Keeping in touch is key - even if you use the old-fashioned ways
I’M sitting at the kitchen table and, if yours is anything like ours, it is covered with farming publications (some still in their wrappers!), post, spare bits of clothing, pens, spectacle cases, the odd torch needing a battery, scribbled notes on the back of envelopes, and other strange places.
I remember many an important number being written on a cigarette packet by father-in-law, pencil replaced in its usual place – behind his right ear!
Keeping in touch while a second wave of Covid rears its ugly head and means more restrictions, is a difficult situation for families, let alone businesses that are trying to carry on as normally as is possible.
Farming can still stay abreast of the situation by old and new means – there are more and more online opportunities to listen to and watch and a variety of subjects that can benefit a business.
I recently listened to one on negotiating, for example.
The NFU is no exception, providing webinars on a wide range of pertinent subjects, to help your business cope with oncoming changes and to understand the political scene in its ever changing glory.

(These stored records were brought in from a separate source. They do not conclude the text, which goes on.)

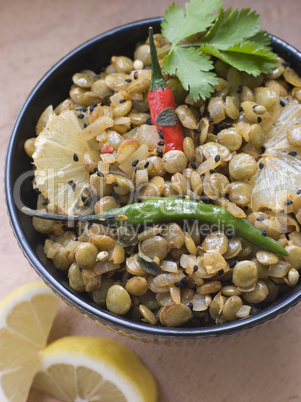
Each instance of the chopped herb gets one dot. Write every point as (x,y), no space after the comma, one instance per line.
(233,36)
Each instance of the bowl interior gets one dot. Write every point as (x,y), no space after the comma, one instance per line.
(52,89)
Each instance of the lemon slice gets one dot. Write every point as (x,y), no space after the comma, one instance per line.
(60,174)
(26,317)
(83,368)
(279,178)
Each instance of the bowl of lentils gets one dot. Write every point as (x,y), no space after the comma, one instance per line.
(159,207)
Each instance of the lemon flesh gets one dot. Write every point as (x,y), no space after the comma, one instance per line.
(26,317)
(83,368)
(280,177)
(60,174)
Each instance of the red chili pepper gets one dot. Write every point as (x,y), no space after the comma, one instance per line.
(161,99)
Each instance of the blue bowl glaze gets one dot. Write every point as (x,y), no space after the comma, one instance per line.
(52,89)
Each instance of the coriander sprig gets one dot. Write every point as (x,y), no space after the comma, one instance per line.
(233,36)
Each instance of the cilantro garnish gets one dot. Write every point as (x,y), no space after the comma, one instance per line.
(233,36)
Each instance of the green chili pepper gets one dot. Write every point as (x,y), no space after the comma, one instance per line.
(163,210)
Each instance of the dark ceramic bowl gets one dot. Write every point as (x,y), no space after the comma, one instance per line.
(52,89)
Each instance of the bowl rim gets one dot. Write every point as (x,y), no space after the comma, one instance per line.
(102,316)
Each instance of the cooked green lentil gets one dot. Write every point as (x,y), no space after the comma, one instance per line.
(206,275)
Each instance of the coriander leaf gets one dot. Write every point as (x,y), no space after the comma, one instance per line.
(192,68)
(245,57)
(262,39)
(199,17)
(232,27)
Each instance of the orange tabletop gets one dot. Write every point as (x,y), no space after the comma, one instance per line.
(261,365)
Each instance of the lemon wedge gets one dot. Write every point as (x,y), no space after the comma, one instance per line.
(26,317)
(60,174)
(279,176)
(83,368)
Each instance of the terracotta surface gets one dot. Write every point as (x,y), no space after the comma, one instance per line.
(263,365)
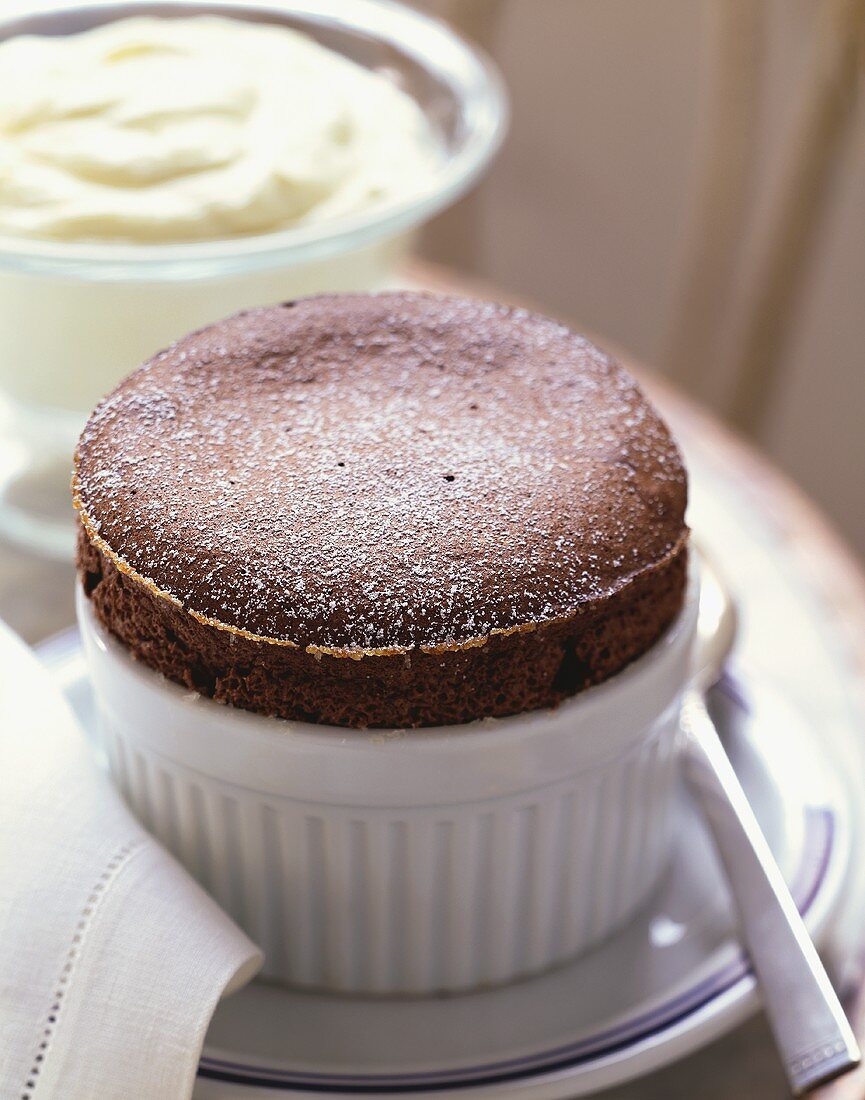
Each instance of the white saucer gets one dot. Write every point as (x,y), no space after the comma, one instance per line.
(670,982)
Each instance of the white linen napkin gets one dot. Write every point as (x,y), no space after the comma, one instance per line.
(112,958)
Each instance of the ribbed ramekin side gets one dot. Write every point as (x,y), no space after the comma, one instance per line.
(384,900)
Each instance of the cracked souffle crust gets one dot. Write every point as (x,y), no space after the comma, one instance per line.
(386,477)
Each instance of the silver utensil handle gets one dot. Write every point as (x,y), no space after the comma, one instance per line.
(811,1031)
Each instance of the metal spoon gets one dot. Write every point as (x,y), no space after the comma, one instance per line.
(812,1034)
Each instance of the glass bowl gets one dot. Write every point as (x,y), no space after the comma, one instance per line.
(76,317)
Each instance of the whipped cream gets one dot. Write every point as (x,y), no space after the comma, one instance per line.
(171,130)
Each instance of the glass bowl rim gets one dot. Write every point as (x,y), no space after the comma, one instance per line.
(473,77)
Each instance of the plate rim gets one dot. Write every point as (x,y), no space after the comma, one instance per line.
(685,1022)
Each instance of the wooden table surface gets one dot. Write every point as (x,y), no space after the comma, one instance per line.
(36,600)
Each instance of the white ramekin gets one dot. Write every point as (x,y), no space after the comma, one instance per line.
(409,861)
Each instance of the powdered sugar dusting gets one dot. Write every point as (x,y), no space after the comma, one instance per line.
(389,471)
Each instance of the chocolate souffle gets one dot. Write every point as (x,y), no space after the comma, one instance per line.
(382,510)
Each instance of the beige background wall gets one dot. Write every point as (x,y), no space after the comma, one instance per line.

It is a critical time for Brexit deals as December 31 gets closer and the implications to our industry become more evident.
Also the formulation of the Elms scheme should be taking shape in
a more coherent way. It did seem to be travelling in a generally positive direction for farming. Of course Covid security must be kept up with – particularly if you employ people, and this forms another layer of regulation to consider.
But then there is also the mobile
and broadband coverage rural areas need, to enable knowledge transfer alongside social contact.
The Government is providing extra funding to enable digital connectivity in hard-to-reach areas.
Maybe these might encourage the younger, more web-adept farmers who are so busy with work and family commitments to physically attend a meeting, but can have their interest piqued and then find half an hour to take part or listen later.
If the weather has been kind then field work should be up to date, tups will be busy and we will be pondering the results of the past season’s harvest (or lack of) and watching grain price/milk price/meat price/ hay and straw prices/feed price, pig and poultry prices, to try to read what the coming year might bring.
Nothing could be as bad as the last year, surely?